2) Temppeliaukio Kirkko – the Rock Church: The architecture of this unconventional looking Lutheran church is simply awe-inspiring. The copper dome roof concaves inward to give a vaulted ceiling effect and complements the earthy-toned décor impeccably. The main highlight is that it’s made entirely out of solid rock, which is what makes this church unique and unlike any other. And the texture of the rocks retains its original condition, so it gives a natural look and provides a very special atmosphere inside. It’s one of the foremost attractions of Helsinki. You can even light a candle inside for good luck. It is closed during religious services and ceremonies, so you may want to call in advance to ensure its availability. Admission is free of charge.
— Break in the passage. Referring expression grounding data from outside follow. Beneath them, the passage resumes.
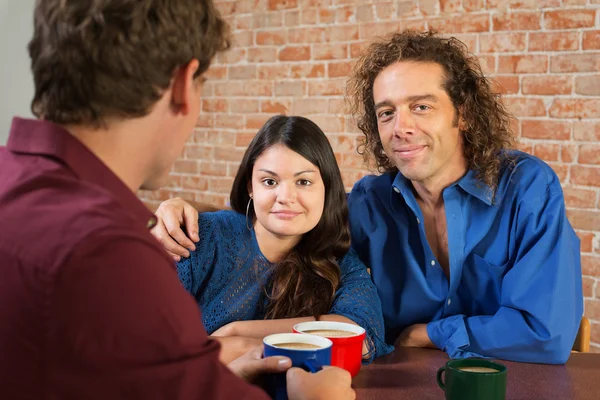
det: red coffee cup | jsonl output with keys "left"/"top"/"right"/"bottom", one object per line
{"left": 292, "top": 321, "right": 366, "bottom": 377}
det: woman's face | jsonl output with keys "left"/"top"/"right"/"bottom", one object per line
{"left": 250, "top": 144, "right": 325, "bottom": 240}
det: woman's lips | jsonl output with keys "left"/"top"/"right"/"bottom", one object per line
{"left": 271, "top": 211, "right": 302, "bottom": 219}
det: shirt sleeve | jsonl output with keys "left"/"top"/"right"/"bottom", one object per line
{"left": 426, "top": 188, "right": 583, "bottom": 364}
{"left": 329, "top": 248, "right": 395, "bottom": 363}
{"left": 47, "top": 228, "right": 269, "bottom": 400}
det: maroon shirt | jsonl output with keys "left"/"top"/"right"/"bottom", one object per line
{"left": 0, "top": 118, "right": 269, "bottom": 399}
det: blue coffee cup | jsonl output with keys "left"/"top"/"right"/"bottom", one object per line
{"left": 263, "top": 333, "right": 333, "bottom": 400}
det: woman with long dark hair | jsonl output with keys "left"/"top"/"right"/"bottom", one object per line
{"left": 175, "top": 115, "right": 392, "bottom": 363}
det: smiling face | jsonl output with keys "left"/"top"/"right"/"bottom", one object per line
{"left": 250, "top": 144, "right": 326, "bottom": 240}
{"left": 373, "top": 61, "right": 467, "bottom": 188}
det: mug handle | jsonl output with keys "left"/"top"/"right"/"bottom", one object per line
{"left": 302, "top": 358, "right": 323, "bottom": 373}
{"left": 436, "top": 366, "right": 446, "bottom": 390}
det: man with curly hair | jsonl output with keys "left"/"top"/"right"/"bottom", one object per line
{"left": 345, "top": 30, "right": 582, "bottom": 363}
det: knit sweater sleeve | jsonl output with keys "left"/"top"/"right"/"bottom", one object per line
{"left": 329, "top": 248, "right": 394, "bottom": 363}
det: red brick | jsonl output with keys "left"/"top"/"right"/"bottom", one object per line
{"left": 285, "top": 10, "right": 299, "bottom": 26}
{"left": 308, "top": 79, "right": 346, "bottom": 96}
{"left": 374, "top": 2, "right": 397, "bottom": 19}
{"left": 248, "top": 48, "right": 277, "bottom": 63}
{"left": 575, "top": 75, "right": 600, "bottom": 96}
{"left": 173, "top": 160, "right": 199, "bottom": 174}
{"left": 451, "top": 35, "right": 478, "bottom": 52}
{"left": 253, "top": 12, "right": 283, "bottom": 29}
{"left": 584, "top": 299, "right": 600, "bottom": 321}
{"left": 577, "top": 231, "right": 595, "bottom": 253}
{"left": 584, "top": 277, "right": 596, "bottom": 298}
{"left": 582, "top": 255, "right": 600, "bottom": 276}
{"left": 292, "top": 98, "right": 329, "bottom": 115}
{"left": 428, "top": 14, "right": 490, "bottom": 33}
{"left": 521, "top": 120, "right": 570, "bottom": 140}
{"left": 289, "top": 27, "right": 325, "bottom": 43}
{"left": 463, "top": 0, "right": 485, "bottom": 11}
{"left": 515, "top": 141, "right": 533, "bottom": 154}
{"left": 232, "top": 31, "right": 253, "bottom": 47}
{"left": 340, "top": 153, "right": 367, "bottom": 169}
{"left": 533, "top": 143, "right": 560, "bottom": 161}
{"left": 490, "top": 75, "right": 520, "bottom": 94}
{"left": 290, "top": 64, "right": 326, "bottom": 79}
{"left": 480, "top": 33, "right": 527, "bottom": 52}
{"left": 208, "top": 177, "right": 235, "bottom": 193}
{"left": 563, "top": 0, "right": 587, "bottom": 4}
{"left": 551, "top": 53, "right": 600, "bottom": 73}
{"left": 358, "top": 21, "right": 401, "bottom": 40}
{"left": 402, "top": 19, "right": 426, "bottom": 31}
{"left": 274, "top": 81, "right": 305, "bottom": 96}
{"left": 502, "top": 0, "right": 560, "bottom": 8}
{"left": 544, "top": 10, "right": 596, "bottom": 30}
{"left": 184, "top": 145, "right": 212, "bottom": 161}
{"left": 528, "top": 32, "right": 579, "bottom": 51}
{"left": 440, "top": 0, "right": 462, "bottom": 13}
{"left": 214, "top": 147, "right": 246, "bottom": 163}
{"left": 235, "top": 132, "right": 257, "bottom": 147}
{"left": 328, "top": 98, "right": 345, "bottom": 114}
{"left": 563, "top": 187, "right": 597, "bottom": 208}
{"left": 548, "top": 162, "right": 569, "bottom": 182}
{"left": 256, "top": 30, "right": 287, "bottom": 45}
{"left": 232, "top": 15, "right": 252, "bottom": 31}
{"left": 561, "top": 144, "right": 578, "bottom": 163}
{"left": 214, "top": 114, "right": 244, "bottom": 130}
{"left": 328, "top": 61, "right": 354, "bottom": 78}
{"left": 194, "top": 192, "right": 227, "bottom": 208}
{"left": 308, "top": 115, "right": 344, "bottom": 133}
{"left": 579, "top": 145, "right": 600, "bottom": 165}
{"left": 333, "top": 134, "right": 360, "bottom": 153}
{"left": 493, "top": 12, "right": 541, "bottom": 31}
{"left": 419, "top": 0, "right": 438, "bottom": 15}
{"left": 397, "top": 1, "right": 419, "bottom": 17}
{"left": 571, "top": 166, "right": 600, "bottom": 187}
{"left": 549, "top": 99, "right": 600, "bottom": 119}
{"left": 498, "top": 55, "right": 548, "bottom": 73}
{"left": 205, "top": 66, "right": 227, "bottom": 80}
{"left": 261, "top": 100, "right": 291, "bottom": 114}
{"left": 592, "top": 325, "right": 600, "bottom": 349}
{"left": 505, "top": 98, "right": 547, "bottom": 117}
{"left": 244, "top": 81, "right": 273, "bottom": 97}
{"left": 319, "top": 9, "right": 335, "bottom": 24}
{"left": 258, "top": 65, "right": 289, "bottom": 80}
{"left": 335, "top": 5, "right": 354, "bottom": 23}
{"left": 356, "top": 4, "right": 375, "bottom": 22}
{"left": 228, "top": 99, "right": 259, "bottom": 114}
{"left": 278, "top": 46, "right": 310, "bottom": 61}
{"left": 202, "top": 99, "right": 228, "bottom": 113}
{"left": 327, "top": 25, "right": 359, "bottom": 42}
{"left": 268, "top": 0, "right": 297, "bottom": 10}
{"left": 228, "top": 65, "right": 256, "bottom": 80}
{"left": 477, "top": 56, "right": 496, "bottom": 75}
{"left": 215, "top": 2, "right": 236, "bottom": 15}
{"left": 350, "top": 42, "right": 368, "bottom": 58}
{"left": 313, "top": 43, "right": 348, "bottom": 60}
{"left": 583, "top": 31, "right": 600, "bottom": 50}
{"left": 301, "top": 8, "right": 318, "bottom": 24}
{"left": 522, "top": 76, "right": 572, "bottom": 95}
{"left": 341, "top": 170, "right": 368, "bottom": 188}
{"left": 574, "top": 121, "right": 600, "bottom": 142}
{"left": 217, "top": 48, "right": 246, "bottom": 64}
{"left": 214, "top": 82, "right": 243, "bottom": 97}
{"left": 180, "top": 176, "right": 208, "bottom": 192}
3) Suomenlinna Fortress: Off the harbor of Helsinki lies a block of sea fortress islands, Fortress of Suomenlinna (Caste of Finland), which also happens to be a UNESCO World Heritage Site. It was originally called Sveaborg (Fortress of Svea), but the name was changed in the early 1900s for patriotic reasons. The original name is only used by Swedish-speakers now. If you are the daring and bold type, I recommend walking to the island as your mode of transportation! During the summer time, you can hop on one of the routine ferries and make your way over, but it is much more exciting to be able to walk over, which of course, is only possible during the winter months when the Sea is frozen-over! Jokes aside, that’s actually super dangerous and we did it because we were stupid teenagers at the time. If you’re going to do it, make sure you can swim.
4) Midsummer: In summer, the sun never really sets and Finns take full advantage of the 24-hour daylight to party through the night. Midsummer is also the time when thousands of locals retreat to their mökkit (summer cottages) in the countryside to enjoy the great Finnish outdoors.
5) Northern Lights: Scan the skies for a purely natural explanation for the spectacular Northern Lights (Aurora Borealis), which transform the skies over Finland into a psychedelic light show during the polar night (kaamos) from November to May.